Astonishingly, the LLM is capable of understanding and following all these constraints and guidelines, to act as an agent capable of interacting with its environment for the completion of complicated tasks.
The controller is the crucial module that allows the LLM agent to take action in the real world. It acts as the interface between the LLM brain and the external environment. It has many key responsibilities:
- Sending prompts to the LLM and receiving its responses
- Parsing the LLM’s output to extract the actions it wants to take
- Executing those actions by calling APIs, web services, etc.
- Collecting the results and outputs of those actions
- Feeding those results back into the prompt to inform the LLM
- Storing each action the LLM takes in a database for tracking
- Injecting relevant past actions back into the prompt for context
The controller allows the LLM to actually affect real-world environments, while also giving it the context and grounding in past actions that it needs to decide what steps to take next. Essentially, the controller translates the LLM’s linguistic abilities into practical capabilities. With the controller handling the intricacies of interacting with the outside world, the LLM solely focuses on planning and reasoning to accomplish complex tasks. The two modules combine to create a system that can perceive, reason, and take intelligent actions.

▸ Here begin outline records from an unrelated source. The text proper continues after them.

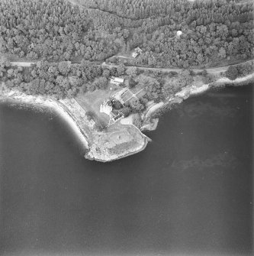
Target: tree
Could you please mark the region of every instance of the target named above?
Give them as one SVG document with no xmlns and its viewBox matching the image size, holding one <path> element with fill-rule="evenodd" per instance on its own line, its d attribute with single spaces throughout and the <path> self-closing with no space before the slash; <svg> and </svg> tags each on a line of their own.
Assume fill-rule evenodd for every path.
<svg viewBox="0 0 254 256">
<path fill-rule="evenodd" d="M 67 75 L 70 70 L 72 63 L 70 61 L 61 61 L 58 64 L 58 70 L 62 75 Z"/>
<path fill-rule="evenodd" d="M 124 73 L 124 70 L 125 70 L 125 66 L 123 63 L 121 63 L 117 67 L 117 70 L 118 73 L 118 76 L 122 76 Z"/>
<path fill-rule="evenodd" d="M 137 72 L 137 66 L 130 66 L 126 70 L 126 73 L 131 77 L 136 76 Z"/>
<path fill-rule="evenodd" d="M 226 76 L 230 80 L 234 80 L 238 76 L 238 70 L 235 66 L 230 66 L 226 71 Z"/>
<path fill-rule="evenodd" d="M 141 112 L 145 109 L 145 106 L 138 99 L 131 99 L 130 106 L 134 112 Z"/>
<path fill-rule="evenodd" d="M 130 89 L 133 88 L 136 86 L 137 84 L 137 82 L 135 82 L 135 80 L 132 77 L 130 77 L 129 79 L 129 88 Z"/>
</svg>

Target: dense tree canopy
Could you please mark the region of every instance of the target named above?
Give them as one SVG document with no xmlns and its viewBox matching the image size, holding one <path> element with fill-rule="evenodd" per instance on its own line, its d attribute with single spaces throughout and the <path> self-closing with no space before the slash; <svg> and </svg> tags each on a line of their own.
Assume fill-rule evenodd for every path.
<svg viewBox="0 0 254 256">
<path fill-rule="evenodd" d="M 198 0 L 3 0 L 0 50 L 29 60 L 102 61 L 143 50 L 133 65 L 206 66 L 253 57 L 253 4 Z M 176 36 L 181 30 L 182 34 Z"/>
</svg>

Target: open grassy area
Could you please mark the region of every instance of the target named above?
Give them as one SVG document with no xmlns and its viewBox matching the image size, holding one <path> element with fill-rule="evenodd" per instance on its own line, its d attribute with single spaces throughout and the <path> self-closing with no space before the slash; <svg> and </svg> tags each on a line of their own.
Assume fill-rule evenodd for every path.
<svg viewBox="0 0 254 256">
<path fill-rule="evenodd" d="M 83 109 L 94 114 L 94 121 L 95 123 L 108 125 L 109 116 L 100 112 L 100 105 L 105 99 L 109 99 L 110 96 L 121 89 L 122 87 L 111 84 L 105 90 L 98 89 L 94 92 L 79 93 L 75 99 Z"/>
</svg>

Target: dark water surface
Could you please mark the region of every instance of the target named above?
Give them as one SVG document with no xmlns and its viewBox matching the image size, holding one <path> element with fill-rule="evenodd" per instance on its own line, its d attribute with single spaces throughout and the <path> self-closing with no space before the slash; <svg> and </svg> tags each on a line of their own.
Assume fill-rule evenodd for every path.
<svg viewBox="0 0 254 256">
<path fill-rule="evenodd" d="M 252 116 L 251 86 L 207 92 L 101 164 L 54 114 L 0 105 L 0 254 L 251 254 Z"/>
</svg>

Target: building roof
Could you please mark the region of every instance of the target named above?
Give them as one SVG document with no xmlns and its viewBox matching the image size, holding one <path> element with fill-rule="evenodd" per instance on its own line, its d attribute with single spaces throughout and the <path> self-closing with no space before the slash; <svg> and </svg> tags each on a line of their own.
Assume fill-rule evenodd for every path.
<svg viewBox="0 0 254 256">
<path fill-rule="evenodd" d="M 114 78 L 114 81 L 115 82 L 118 82 L 118 83 L 124 83 L 124 78 L 115 77 Z"/>
<path fill-rule="evenodd" d="M 108 105 L 105 102 L 103 102 L 103 104 L 101 104 L 100 105 L 101 113 L 105 113 L 109 115 L 111 111 L 112 111 L 112 107 L 111 105 Z"/>
</svg>

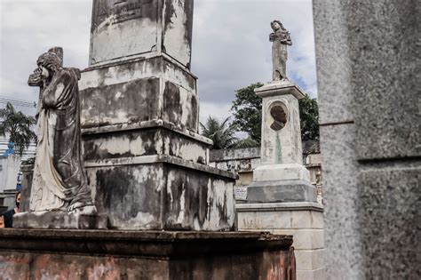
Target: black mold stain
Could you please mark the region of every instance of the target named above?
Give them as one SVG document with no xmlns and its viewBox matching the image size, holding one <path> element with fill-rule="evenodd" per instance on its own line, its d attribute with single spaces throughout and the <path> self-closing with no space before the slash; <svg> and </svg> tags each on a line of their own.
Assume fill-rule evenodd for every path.
<svg viewBox="0 0 421 280">
<path fill-rule="evenodd" d="M 121 92 L 115 100 L 116 92 Z M 83 91 L 83 128 L 151 120 L 158 116 L 159 78 L 138 79 Z M 118 112 L 124 112 L 125 120 Z M 105 122 L 101 119 L 115 119 Z"/>
<path fill-rule="evenodd" d="M 153 226 L 161 227 L 162 194 L 156 191 L 161 180 L 157 180 L 155 168 L 160 168 L 159 164 L 118 166 L 96 172 L 96 204 L 100 212 L 108 215 L 111 228 L 116 223 L 124 224 L 139 212 L 156 217 Z M 136 169 L 148 173 L 146 180 L 139 181 L 134 174 Z M 126 224 L 126 227 L 130 225 Z"/>
<path fill-rule="evenodd" d="M 183 114 L 183 108 L 180 103 L 180 96 L 179 96 L 179 88 L 177 84 L 170 81 L 165 82 L 165 88 L 163 90 L 163 116 L 165 119 L 174 124 L 181 124 L 182 127 L 183 124 L 179 124 L 180 117 Z"/>
</svg>

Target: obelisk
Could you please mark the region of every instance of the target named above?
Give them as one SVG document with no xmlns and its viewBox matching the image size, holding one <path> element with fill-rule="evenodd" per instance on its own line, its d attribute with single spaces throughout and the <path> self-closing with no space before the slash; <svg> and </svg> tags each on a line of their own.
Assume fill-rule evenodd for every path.
<svg viewBox="0 0 421 280">
<path fill-rule="evenodd" d="M 197 133 L 192 20 L 193 0 L 93 1 L 84 159 L 112 228 L 234 228 L 234 176 L 207 165 Z"/>
</svg>

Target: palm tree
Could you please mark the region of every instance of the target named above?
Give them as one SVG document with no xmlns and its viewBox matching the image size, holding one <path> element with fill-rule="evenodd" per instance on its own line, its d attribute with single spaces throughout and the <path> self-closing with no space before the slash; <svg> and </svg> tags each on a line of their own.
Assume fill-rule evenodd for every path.
<svg viewBox="0 0 421 280">
<path fill-rule="evenodd" d="M 5 137 L 6 132 L 9 133 L 9 141 L 15 144 L 19 154 L 22 156 L 31 140 L 36 140 L 36 133 L 31 130 L 31 126 L 36 124 L 35 118 L 16 111 L 11 103 L 0 109 L 0 135 Z"/>
<path fill-rule="evenodd" d="M 229 117 L 222 123 L 211 116 L 208 116 L 206 123 L 200 123 L 202 135 L 210 139 L 213 141 L 212 149 L 235 148 L 238 138 L 234 136 L 235 127 L 229 124 Z"/>
</svg>

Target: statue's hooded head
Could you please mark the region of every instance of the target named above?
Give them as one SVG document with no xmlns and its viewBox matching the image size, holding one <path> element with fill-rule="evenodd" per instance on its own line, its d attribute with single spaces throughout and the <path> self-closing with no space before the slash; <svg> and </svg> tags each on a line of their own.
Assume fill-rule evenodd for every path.
<svg viewBox="0 0 421 280">
<path fill-rule="evenodd" d="M 285 30 L 285 28 L 283 27 L 283 25 L 281 23 L 281 21 L 279 20 L 274 20 L 270 23 L 270 27 L 272 28 L 272 29 L 274 30 L 274 32 L 276 32 L 278 30 Z"/>
<path fill-rule="evenodd" d="M 52 52 L 47 52 L 41 54 L 36 60 L 36 64 L 38 67 L 45 68 L 52 75 L 61 67 L 59 56 Z"/>
</svg>

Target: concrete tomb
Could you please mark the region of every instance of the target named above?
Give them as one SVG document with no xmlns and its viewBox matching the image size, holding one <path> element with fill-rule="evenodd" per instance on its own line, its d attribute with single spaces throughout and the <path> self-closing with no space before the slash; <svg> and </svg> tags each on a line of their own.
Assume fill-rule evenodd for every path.
<svg viewBox="0 0 421 280">
<path fill-rule="evenodd" d="M 0 231 L 7 277 L 296 278 L 292 236 L 234 232 L 235 176 L 208 166 L 211 140 L 197 134 L 189 70 L 192 16 L 193 0 L 93 1 L 90 66 L 78 84 L 83 194 L 110 229 L 54 211 L 18 219 L 26 228 Z M 22 194 L 37 197 L 36 167 L 22 170 Z M 66 210 L 91 205 L 83 201 Z M 72 228 L 83 229 L 62 229 Z"/>
<path fill-rule="evenodd" d="M 247 187 L 246 203 L 236 205 L 238 228 L 293 235 L 297 278 L 322 279 L 322 205 L 303 165 L 298 100 L 305 93 L 285 76 L 290 34 L 278 20 L 271 26 L 276 35 L 270 35 L 273 81 L 255 90 L 263 100 L 261 162 Z"/>
</svg>

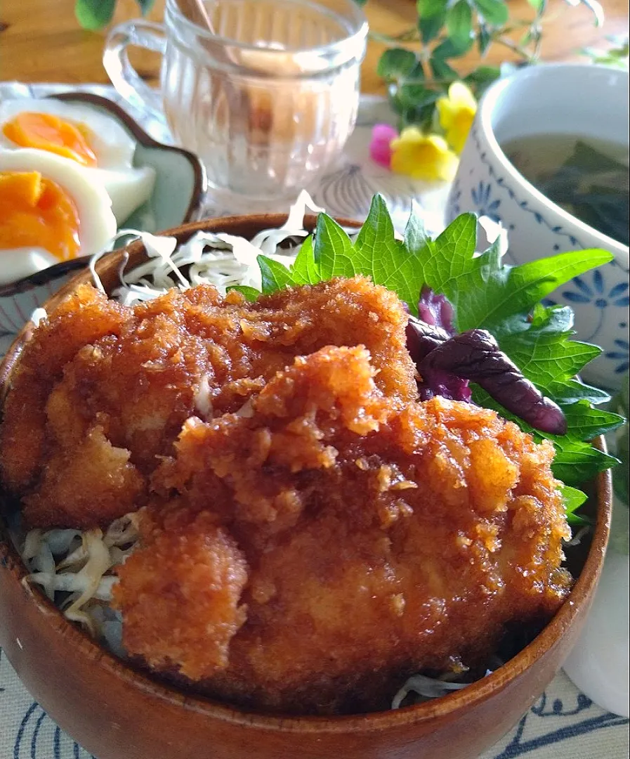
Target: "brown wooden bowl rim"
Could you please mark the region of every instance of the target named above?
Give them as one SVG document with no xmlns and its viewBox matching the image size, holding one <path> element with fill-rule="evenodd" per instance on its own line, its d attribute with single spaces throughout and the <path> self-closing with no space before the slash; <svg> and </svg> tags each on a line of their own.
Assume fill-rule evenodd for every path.
<svg viewBox="0 0 630 759">
<path fill-rule="evenodd" d="M 234 232 L 238 226 L 244 222 L 249 225 L 259 225 L 261 229 L 271 228 L 281 225 L 286 219 L 286 214 L 230 216 L 184 224 L 160 234 L 175 236 L 179 242 L 182 242 L 199 231 L 219 231 L 227 227 L 231 232 Z M 305 227 L 309 228 L 309 225 L 310 225 L 312 228 L 315 219 L 315 216 L 311 215 L 306 216 Z M 355 221 L 348 219 L 338 219 L 338 221 L 343 225 L 355 227 L 359 225 Z M 108 254 L 96 263 L 97 273 L 105 265 L 108 263 L 111 265 L 111 262 L 114 260 L 117 263 L 120 263 L 126 253 L 132 256 L 139 255 L 143 249 L 142 242 L 134 241 L 124 248 Z M 135 264 L 136 262 L 133 263 Z M 49 301 L 57 300 L 68 294 L 78 284 L 86 281 L 88 276 L 87 272 L 79 273 Z M 44 307 L 45 305 L 45 304 Z M 24 326 L 0 364 L 0 404 L 3 402 L 6 395 L 11 371 L 18 360 L 24 344 L 29 339 L 32 329 L 31 323 Z M 603 437 L 597 438 L 594 441 L 594 445 L 600 450 L 606 450 L 606 443 Z M 105 667 L 116 676 L 120 677 L 125 684 L 171 704 L 178 704 L 186 710 L 201 712 L 208 717 L 250 728 L 257 727 L 266 730 L 296 733 L 365 732 L 379 731 L 394 726 L 430 722 L 436 719 L 444 720 L 462 707 L 469 708 L 497 695 L 546 652 L 559 645 L 564 631 L 571 625 L 582 605 L 588 603 L 592 598 L 593 591 L 601 572 L 610 526 L 612 480 L 610 471 L 600 472 L 597 475 L 595 484 L 597 518 L 588 554 L 571 593 L 544 629 L 506 664 L 486 677 L 447 696 L 398 710 L 339 716 L 282 716 L 230 707 L 203 696 L 188 694 L 163 682 L 155 682 L 144 671 L 133 669 L 132 666 L 117 658 L 86 633 L 68 622 L 61 612 L 39 589 L 27 584 L 23 587 L 37 606 L 45 623 L 53 625 L 65 638 L 67 644 L 86 649 L 95 663 L 98 662 L 99 666 Z M 0 565 L 4 565 L 8 568 L 17 583 L 21 583 L 24 577 L 29 574 L 13 545 L 2 515 L 0 515 Z"/>
<path fill-rule="evenodd" d="M 203 204 L 204 196 L 208 189 L 208 180 L 205 175 L 205 168 L 201 159 L 194 153 L 186 150 L 186 148 L 178 147 L 177 145 L 167 145 L 165 143 L 158 142 L 148 134 L 143 128 L 129 115 L 118 103 L 101 95 L 95 95 L 92 93 L 83 92 L 65 92 L 57 95 L 49 95 L 43 99 L 59 100 L 61 102 L 86 102 L 92 106 L 97 106 L 105 111 L 109 111 L 119 121 L 121 121 L 125 128 L 136 138 L 143 147 L 156 148 L 167 153 L 177 153 L 185 158 L 193 169 L 193 192 L 190 195 L 190 202 L 184 213 L 182 224 L 183 225 L 196 216 Z M 120 230 L 119 230 L 120 231 Z M 7 298 L 17 295 L 21 292 L 32 290 L 39 285 L 50 282 L 51 279 L 56 279 L 70 272 L 77 271 L 85 269 L 89 263 L 89 256 L 80 256 L 78 258 L 73 258 L 69 261 L 60 261 L 59 263 L 54 263 L 52 266 L 48 266 L 39 272 L 35 272 L 28 276 L 16 280 L 14 282 L 9 282 L 7 285 L 0 285 L 0 298 Z"/>
</svg>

The future will show that LLM agents can support various software testing tasks, facilitating the daily work of testers, test managers, and test automation engineers. At Smartesting, we see LLM Agents as an extraordinary opportunity to better assist testers, test managers, and test automation engineers in multiple tasks: end-to-end test generation, automated repair of broken test code, test data suggestion, assistance in creating BBD scripts, and many other exciting topics. We also know that LLM agents are not the answer to every subject and that classic Machine Learning algorithms (e.g. clustering to classify test reports) and Deep Learning algorithms (e.g. auto-encoders to detect anomalies in logs) also provide answers for testing and quality engineering. That’s the full range of AI technologies we’re exploring at Smartesting to continually strengthen our Gravity and Yest products.